I've recently been gifted a pair of identical cheap plastic gun bodies which others bought and decided weren't worth converting to Lasertag. Being super cheap I decided I would anyway. With a ton of projects already behind this was definitely going to be something to tackle once I'd caught up.
Except I couldn't control myself and did one of them this evening.
Once opened up there's a basic spring metal trigger switch and nasty looking but quite decent sounding loud sound/light board with fair sized speaker. It's so cheap and nasty it uses a little incandescent bulb instead of an LED for the muzzle flash.
A little look at the wiring confirmed the sound board has a power supply and separate connection that you take high to trigger it. Perfect for driving from a microcontroller. When you pull the trigger it also drives a motor with offset weight on the spindle to cause vibration but I decided to junk this.
The battery holder is easily accessible and takes three AA batteries. With alkaline batteries in this gets you 4.5V or more and connected up to the 5V side of an Arduino Nano, rather than the Vin this drives one just fine. Adding a recharge socket and rechargeable batteries is faff I can't be bothered with in a cheap fun gun.
There's also a button on the side, which in one of the guns activates a crummy laser pointer so you can do the red dot thing beloved of 80s action movies. The switch is still there in this gun despite it not having the laser and it makes a perfect reload button.
I couldn't be bothered to make up a lens assembly for these so I stuck an IR emitter in a metal holder and hot-glued it where the laser was supposed to emerge. I've put a plug/socket arrangement in case I decide to go back and fit a proper emitter. Unlensed the range is going to be poor, but I want them for a bit of fun in the Judge Dredd and Fallout based games that are being run at Dropzone next month.

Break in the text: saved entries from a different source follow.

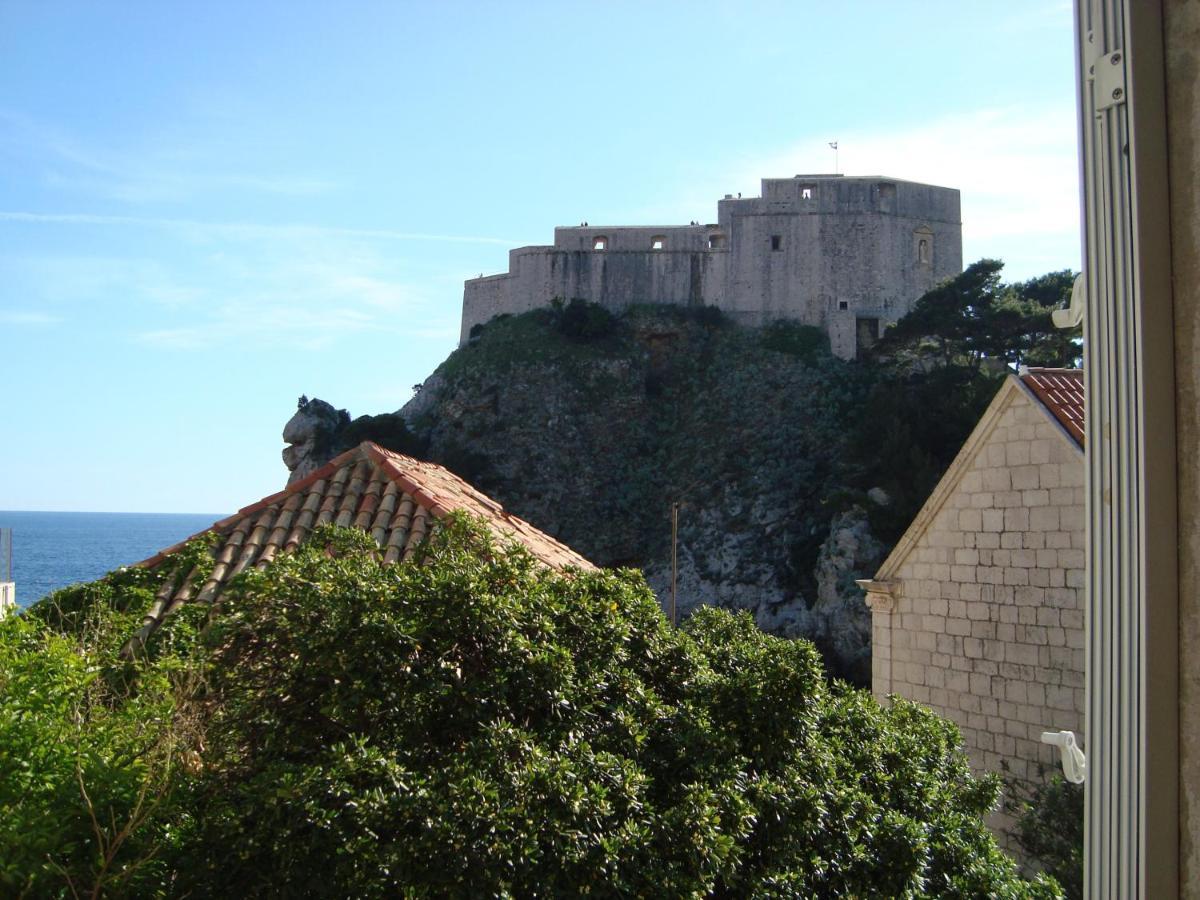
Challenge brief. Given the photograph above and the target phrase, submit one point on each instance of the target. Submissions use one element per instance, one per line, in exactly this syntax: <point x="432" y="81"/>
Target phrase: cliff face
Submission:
<point x="593" y="439"/>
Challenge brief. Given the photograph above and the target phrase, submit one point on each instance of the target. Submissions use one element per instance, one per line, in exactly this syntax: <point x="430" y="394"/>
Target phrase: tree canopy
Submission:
<point x="976" y="318"/>
<point x="472" y="724"/>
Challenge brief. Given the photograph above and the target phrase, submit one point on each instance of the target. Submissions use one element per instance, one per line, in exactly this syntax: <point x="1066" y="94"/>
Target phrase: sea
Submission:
<point x="53" y="550"/>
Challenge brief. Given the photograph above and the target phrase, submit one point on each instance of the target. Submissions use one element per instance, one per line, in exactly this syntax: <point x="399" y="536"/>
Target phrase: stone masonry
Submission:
<point x="979" y="611"/>
<point x="847" y="255"/>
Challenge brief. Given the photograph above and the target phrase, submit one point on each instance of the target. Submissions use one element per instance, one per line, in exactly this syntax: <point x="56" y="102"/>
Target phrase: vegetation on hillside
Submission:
<point x="467" y="724"/>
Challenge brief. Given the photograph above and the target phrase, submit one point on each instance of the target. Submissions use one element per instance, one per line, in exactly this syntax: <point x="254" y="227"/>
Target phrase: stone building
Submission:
<point x="978" y="612"/>
<point x="849" y="255"/>
<point x="394" y="498"/>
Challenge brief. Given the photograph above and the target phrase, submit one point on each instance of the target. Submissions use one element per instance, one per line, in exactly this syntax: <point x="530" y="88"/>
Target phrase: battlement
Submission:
<point x="846" y="253"/>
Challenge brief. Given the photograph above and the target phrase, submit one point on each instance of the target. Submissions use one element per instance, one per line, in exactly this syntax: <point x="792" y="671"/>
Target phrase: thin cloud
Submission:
<point x="1017" y="169"/>
<point x="243" y="229"/>
<point x="29" y="318"/>
<point x="67" y="165"/>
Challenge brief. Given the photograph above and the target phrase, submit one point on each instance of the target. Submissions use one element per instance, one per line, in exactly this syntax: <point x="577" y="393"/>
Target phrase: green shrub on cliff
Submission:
<point x="466" y="724"/>
<point x="472" y="725"/>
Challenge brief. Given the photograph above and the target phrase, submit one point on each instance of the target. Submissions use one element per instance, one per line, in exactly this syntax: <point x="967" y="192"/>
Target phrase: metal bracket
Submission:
<point x="1108" y="81"/>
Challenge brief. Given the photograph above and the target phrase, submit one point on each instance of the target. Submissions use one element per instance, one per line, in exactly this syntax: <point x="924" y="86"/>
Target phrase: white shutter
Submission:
<point x="1132" y="681"/>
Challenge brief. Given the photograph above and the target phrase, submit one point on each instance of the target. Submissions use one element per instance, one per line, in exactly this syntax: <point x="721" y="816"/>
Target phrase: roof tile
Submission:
<point x="1061" y="391"/>
<point x="393" y="496"/>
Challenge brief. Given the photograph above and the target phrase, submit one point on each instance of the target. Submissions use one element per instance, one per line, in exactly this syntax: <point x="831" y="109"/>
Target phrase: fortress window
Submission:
<point x="923" y="245"/>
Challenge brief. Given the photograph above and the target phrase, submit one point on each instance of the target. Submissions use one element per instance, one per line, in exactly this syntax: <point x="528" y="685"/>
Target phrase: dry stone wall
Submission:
<point x="987" y="621"/>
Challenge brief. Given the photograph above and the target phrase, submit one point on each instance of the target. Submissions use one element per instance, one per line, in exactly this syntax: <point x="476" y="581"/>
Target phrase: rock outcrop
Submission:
<point x="594" y="439"/>
<point x="311" y="436"/>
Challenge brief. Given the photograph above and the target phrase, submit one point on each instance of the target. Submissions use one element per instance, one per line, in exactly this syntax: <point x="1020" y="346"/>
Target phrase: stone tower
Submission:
<point x="847" y="255"/>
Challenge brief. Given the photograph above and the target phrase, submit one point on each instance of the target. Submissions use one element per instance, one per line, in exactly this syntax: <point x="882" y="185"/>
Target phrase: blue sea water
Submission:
<point x="52" y="550"/>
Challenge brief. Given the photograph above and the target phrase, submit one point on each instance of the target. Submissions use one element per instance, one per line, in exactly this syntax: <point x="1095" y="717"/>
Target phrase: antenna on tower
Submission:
<point x="7" y="588"/>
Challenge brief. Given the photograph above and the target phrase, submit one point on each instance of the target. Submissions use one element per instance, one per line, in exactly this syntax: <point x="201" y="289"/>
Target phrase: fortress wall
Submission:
<point x="633" y="238"/>
<point x="840" y="240"/>
<point x="612" y="279"/>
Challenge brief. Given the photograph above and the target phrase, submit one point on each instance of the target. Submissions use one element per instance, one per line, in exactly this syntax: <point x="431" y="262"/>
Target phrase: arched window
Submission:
<point x="923" y="245"/>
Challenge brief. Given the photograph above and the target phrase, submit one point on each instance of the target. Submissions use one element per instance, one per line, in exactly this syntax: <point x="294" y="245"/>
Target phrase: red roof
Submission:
<point x="1061" y="391"/>
<point x="390" y="496"/>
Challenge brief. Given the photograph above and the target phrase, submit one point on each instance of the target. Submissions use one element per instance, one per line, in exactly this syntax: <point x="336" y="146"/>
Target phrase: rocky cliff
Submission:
<point x="594" y="427"/>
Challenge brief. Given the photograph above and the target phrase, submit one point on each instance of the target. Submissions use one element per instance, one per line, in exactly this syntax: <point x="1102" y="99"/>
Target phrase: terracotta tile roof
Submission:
<point x="394" y="497"/>
<point x="1061" y="391"/>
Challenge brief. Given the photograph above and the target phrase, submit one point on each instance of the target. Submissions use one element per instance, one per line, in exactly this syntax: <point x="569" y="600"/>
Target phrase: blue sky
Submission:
<point x="208" y="209"/>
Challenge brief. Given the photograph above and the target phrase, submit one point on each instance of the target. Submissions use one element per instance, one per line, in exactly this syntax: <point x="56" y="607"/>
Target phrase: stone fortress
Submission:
<point x="849" y="255"/>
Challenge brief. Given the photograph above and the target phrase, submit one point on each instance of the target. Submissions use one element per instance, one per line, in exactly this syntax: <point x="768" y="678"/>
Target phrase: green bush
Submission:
<point x="808" y="342"/>
<point x="582" y="321"/>
<point x="1050" y="828"/>
<point x="466" y="724"/>
<point x="91" y="747"/>
<point x="473" y="725"/>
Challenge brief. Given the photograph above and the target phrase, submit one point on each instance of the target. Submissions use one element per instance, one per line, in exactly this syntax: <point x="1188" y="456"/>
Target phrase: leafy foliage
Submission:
<point x="1050" y="828"/>
<point x="583" y="321"/>
<point x="94" y="744"/>
<point x="388" y="430"/>
<point x="935" y="372"/>
<point x="976" y="318"/>
<point x="471" y="724"/>
<point x="808" y="342"/>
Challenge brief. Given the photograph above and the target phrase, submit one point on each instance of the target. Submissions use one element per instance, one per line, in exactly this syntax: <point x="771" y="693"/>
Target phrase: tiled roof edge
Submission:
<point x="394" y="463"/>
<point x="1033" y="391"/>
<point x="949" y="479"/>
<point x="325" y="471"/>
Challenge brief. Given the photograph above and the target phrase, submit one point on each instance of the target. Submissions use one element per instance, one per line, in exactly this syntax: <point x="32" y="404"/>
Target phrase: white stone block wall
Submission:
<point x="988" y="607"/>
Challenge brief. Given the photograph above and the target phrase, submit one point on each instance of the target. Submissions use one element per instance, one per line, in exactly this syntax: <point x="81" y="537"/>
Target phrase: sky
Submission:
<point x="210" y="208"/>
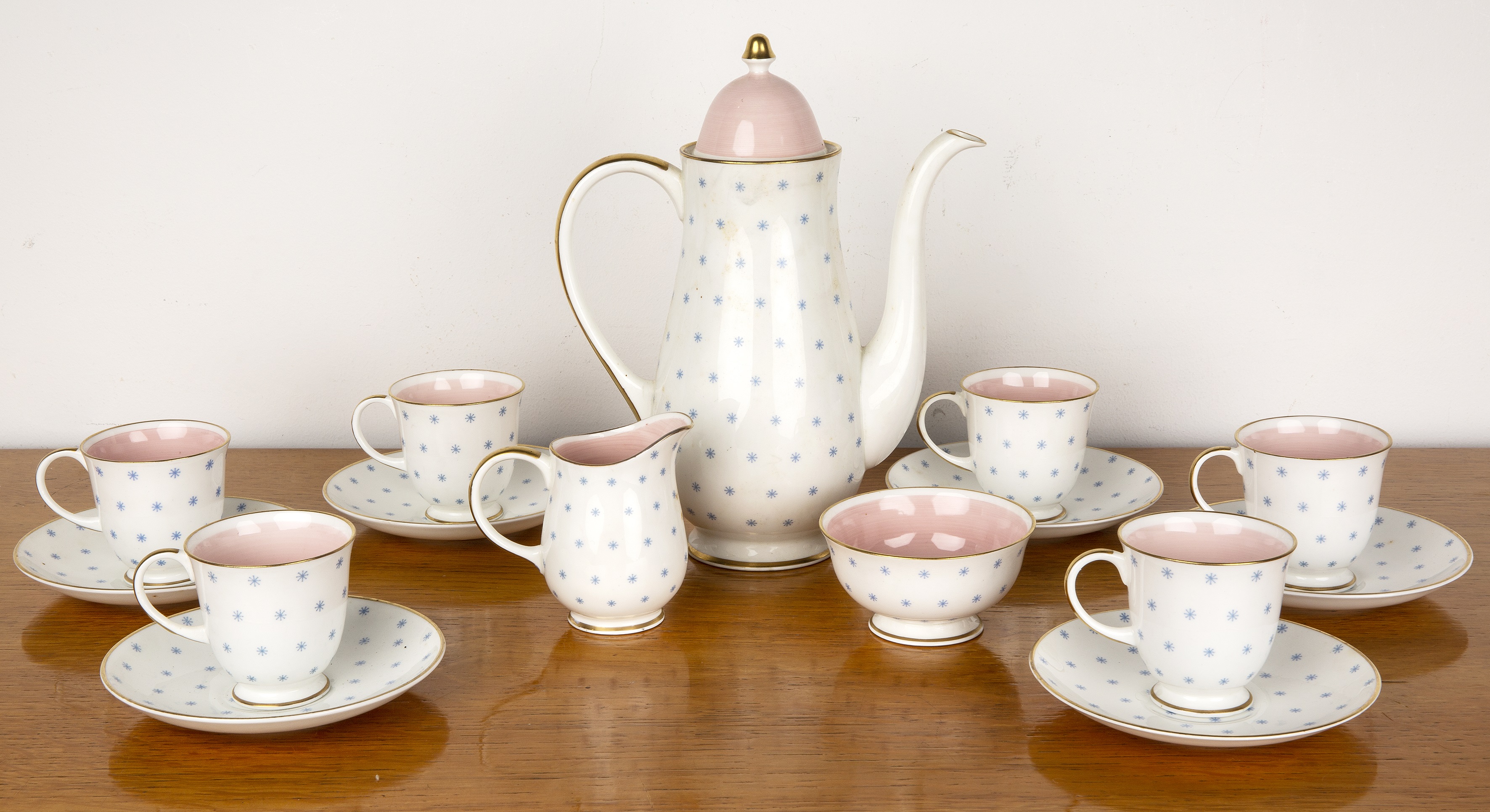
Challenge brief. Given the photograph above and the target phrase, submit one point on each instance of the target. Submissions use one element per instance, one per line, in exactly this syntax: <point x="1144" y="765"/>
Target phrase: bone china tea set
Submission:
<point x="750" y="446"/>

With these post-Apocalyptic themes I want to have one in each hand firing wildly, shouting obscenities in a kind of cinematic manner. Bothering about being seriously effective in Lasertag games is for other people, I mostly want to have fun. Sometimes that means being effective, sometimes that means dying in a silly way and I want some silly at Dropzone.
The only real mod I had to make to the case was to Dremel out a hole for an on/off switch in the side. Then it was wire it up to the Nano, hack some code around and it worked straight away. With no sound board to send serial commands to or different fire modes it's massively simpler than my Skorpion pistol, which being my first Tag gun took me days on end to build.
OK, right now this is single shot with no ammo count but that'll take no time to sort out. Once I've completed the code I'll convert the second body. This has a snapped off foregrip so it'll need some kind of bodgy repair. This may just be a case of filing down the sharp edges and smothering it in gaffa tape.
Something I may try in this code is to make it an 'instant on' gun. Most guns have a start up delay to stop you just turning them off/on to reload or reset the number of magazines available, which would be a bit cheaty as both have an enforced delay. This startup delay seems to take forever and can be very annoying if you've forgotten to switch it on or just want to test a sensor.
As the Arduino has EEPROM built in, it should be trivial to make it record the current shot and magazine count every time it changes. So you can turn it off/on and then it'll just carry on where you left off. It'll then need some kind of button combo to tell it to reset, this could be as simple as holding down reload while switching it on, at which point you get the long startup sequence. Or something like that. Really, the long startup sounds trivial but it is a pain in the arse and it's one of the things tagger moan about, so experimenting with alternatives seems like something to do. If it works well I'll add it to the Skorpion.